IPS-Inter Press Service Deutschland gGmbH
IPS-Tagesdienst vom 28. März 2011

Südostasien: Vietnam will Atomreaktor - Nachbarn mahnen zu Vorsicht

Von Marwaan Macan-Markar


Bangkok, 28. März (IPS) - In Südostasien stößt Vietnam mit der Ankündigung, den Bau von Kernkraftwerken auch nach der Atom-Katastrophe in Japan zügig voranzutreiben, auf Befremden.
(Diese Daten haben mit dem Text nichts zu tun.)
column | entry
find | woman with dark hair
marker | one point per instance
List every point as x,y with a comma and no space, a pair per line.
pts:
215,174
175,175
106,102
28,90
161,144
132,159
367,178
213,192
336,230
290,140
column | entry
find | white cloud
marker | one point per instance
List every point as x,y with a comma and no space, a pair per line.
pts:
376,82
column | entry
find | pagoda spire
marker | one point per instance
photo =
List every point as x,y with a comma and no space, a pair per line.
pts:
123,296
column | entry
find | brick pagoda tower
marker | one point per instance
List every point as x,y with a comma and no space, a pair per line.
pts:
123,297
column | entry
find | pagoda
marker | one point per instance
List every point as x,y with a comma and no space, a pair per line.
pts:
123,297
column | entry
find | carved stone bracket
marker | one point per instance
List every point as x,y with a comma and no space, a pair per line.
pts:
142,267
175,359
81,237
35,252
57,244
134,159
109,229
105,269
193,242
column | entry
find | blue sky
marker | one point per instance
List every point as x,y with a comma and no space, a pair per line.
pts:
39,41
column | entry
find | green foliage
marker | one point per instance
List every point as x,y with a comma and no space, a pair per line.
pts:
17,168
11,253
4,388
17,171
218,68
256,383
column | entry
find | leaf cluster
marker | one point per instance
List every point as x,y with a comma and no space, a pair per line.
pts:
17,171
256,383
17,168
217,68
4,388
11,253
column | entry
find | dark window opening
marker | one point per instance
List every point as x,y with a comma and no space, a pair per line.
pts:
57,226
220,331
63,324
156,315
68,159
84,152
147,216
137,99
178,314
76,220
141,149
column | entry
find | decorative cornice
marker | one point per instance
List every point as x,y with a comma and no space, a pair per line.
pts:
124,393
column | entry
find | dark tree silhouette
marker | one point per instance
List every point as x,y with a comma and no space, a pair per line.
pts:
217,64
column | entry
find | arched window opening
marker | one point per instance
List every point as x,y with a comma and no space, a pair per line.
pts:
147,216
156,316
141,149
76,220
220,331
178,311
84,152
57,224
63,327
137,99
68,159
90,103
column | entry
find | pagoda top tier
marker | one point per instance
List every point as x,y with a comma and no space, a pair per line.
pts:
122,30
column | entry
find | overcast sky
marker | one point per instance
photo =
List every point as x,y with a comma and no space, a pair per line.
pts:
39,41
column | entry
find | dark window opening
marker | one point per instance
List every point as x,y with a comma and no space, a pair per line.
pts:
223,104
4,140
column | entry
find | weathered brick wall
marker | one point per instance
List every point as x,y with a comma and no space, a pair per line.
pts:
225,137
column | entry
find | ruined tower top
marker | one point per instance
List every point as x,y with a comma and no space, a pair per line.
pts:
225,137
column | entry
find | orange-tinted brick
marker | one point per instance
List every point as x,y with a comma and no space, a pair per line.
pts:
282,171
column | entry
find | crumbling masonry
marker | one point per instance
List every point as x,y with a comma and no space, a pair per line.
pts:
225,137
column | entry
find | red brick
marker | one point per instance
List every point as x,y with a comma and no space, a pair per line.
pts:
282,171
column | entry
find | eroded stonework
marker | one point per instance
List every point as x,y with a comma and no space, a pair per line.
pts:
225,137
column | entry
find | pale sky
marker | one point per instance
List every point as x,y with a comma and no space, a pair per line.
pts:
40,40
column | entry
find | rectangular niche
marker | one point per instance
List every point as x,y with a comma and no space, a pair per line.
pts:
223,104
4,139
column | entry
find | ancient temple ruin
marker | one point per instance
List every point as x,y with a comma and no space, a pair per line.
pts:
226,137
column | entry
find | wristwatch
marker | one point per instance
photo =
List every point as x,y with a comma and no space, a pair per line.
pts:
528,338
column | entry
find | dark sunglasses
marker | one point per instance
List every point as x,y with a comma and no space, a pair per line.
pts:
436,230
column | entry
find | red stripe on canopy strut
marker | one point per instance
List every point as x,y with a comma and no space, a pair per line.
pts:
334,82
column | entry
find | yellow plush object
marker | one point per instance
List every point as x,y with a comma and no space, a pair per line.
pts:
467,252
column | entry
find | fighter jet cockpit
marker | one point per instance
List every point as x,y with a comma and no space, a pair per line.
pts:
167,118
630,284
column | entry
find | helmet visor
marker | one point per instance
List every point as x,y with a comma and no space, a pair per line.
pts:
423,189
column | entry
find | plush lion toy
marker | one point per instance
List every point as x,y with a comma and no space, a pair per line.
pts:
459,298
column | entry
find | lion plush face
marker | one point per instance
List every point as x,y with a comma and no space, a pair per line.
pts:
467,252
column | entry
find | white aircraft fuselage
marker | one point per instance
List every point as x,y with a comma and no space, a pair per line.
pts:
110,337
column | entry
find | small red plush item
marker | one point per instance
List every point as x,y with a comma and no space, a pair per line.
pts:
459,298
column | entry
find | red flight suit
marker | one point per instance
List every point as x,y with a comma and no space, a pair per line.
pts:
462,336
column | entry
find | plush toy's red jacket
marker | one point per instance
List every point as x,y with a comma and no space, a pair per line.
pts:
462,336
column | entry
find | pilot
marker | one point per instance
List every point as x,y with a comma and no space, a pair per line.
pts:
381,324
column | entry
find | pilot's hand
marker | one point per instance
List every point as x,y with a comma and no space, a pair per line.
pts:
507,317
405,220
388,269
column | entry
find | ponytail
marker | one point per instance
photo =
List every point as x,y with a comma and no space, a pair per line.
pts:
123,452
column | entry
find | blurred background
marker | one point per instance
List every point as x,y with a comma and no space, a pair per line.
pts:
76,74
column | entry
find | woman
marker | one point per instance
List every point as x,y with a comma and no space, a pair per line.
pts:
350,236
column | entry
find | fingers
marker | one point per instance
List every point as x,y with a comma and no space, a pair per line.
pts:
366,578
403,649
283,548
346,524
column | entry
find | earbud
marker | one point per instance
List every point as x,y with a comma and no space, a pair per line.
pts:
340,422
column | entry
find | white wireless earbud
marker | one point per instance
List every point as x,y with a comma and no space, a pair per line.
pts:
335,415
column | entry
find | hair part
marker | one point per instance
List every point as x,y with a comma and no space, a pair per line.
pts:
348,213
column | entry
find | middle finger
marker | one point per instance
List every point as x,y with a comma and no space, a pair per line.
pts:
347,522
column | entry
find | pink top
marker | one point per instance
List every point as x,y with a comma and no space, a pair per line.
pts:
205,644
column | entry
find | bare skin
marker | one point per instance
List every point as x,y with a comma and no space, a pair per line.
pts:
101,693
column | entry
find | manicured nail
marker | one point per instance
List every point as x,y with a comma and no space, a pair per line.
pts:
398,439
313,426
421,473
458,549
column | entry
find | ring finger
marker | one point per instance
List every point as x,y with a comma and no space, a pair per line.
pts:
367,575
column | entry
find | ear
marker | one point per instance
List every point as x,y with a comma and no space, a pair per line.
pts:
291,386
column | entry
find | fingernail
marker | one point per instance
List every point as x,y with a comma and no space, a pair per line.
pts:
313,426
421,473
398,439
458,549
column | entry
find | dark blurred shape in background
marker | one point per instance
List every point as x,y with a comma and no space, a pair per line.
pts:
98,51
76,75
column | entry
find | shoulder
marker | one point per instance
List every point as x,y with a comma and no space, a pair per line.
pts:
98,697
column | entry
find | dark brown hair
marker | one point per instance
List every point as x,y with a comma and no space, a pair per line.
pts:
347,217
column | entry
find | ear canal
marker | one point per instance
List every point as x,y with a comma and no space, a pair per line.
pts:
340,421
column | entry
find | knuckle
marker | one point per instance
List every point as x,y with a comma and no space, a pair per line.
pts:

Obwohl auch Länder wie Indonesien und Thailand vorhaben, ihren Energiebedarf mit Atomkraft zu decken, mahnen sie im Umgang mit der Nukleartechnologie zu Vorsicht.

Wie Vietnams Vizeminister für Wissenschaft und Technologie, Le Dinh Tien, unlängst auf einer Pressekonferenz erklärte, "werden die Informationen und Bewertungen der Explosionen in Anlage eins in Fukushima (in Japan) den vietnamesischen Behörden dabei helfen, adäquate Atomkraftwerke für das Land zu entwickeln."

Im Oktober hatte Vietnam mit Russland einen Multi-Milliarden-Dollar-Vertrag über den Bau einer Anlage in der südzentralen Provinz Ninh Thuan unterzeichnet Bis 2031 will Vietnam dann insgesamt acht Atomkraftwerke am Netz haben, um den steigenden Energiebedarf des Landes zu decken.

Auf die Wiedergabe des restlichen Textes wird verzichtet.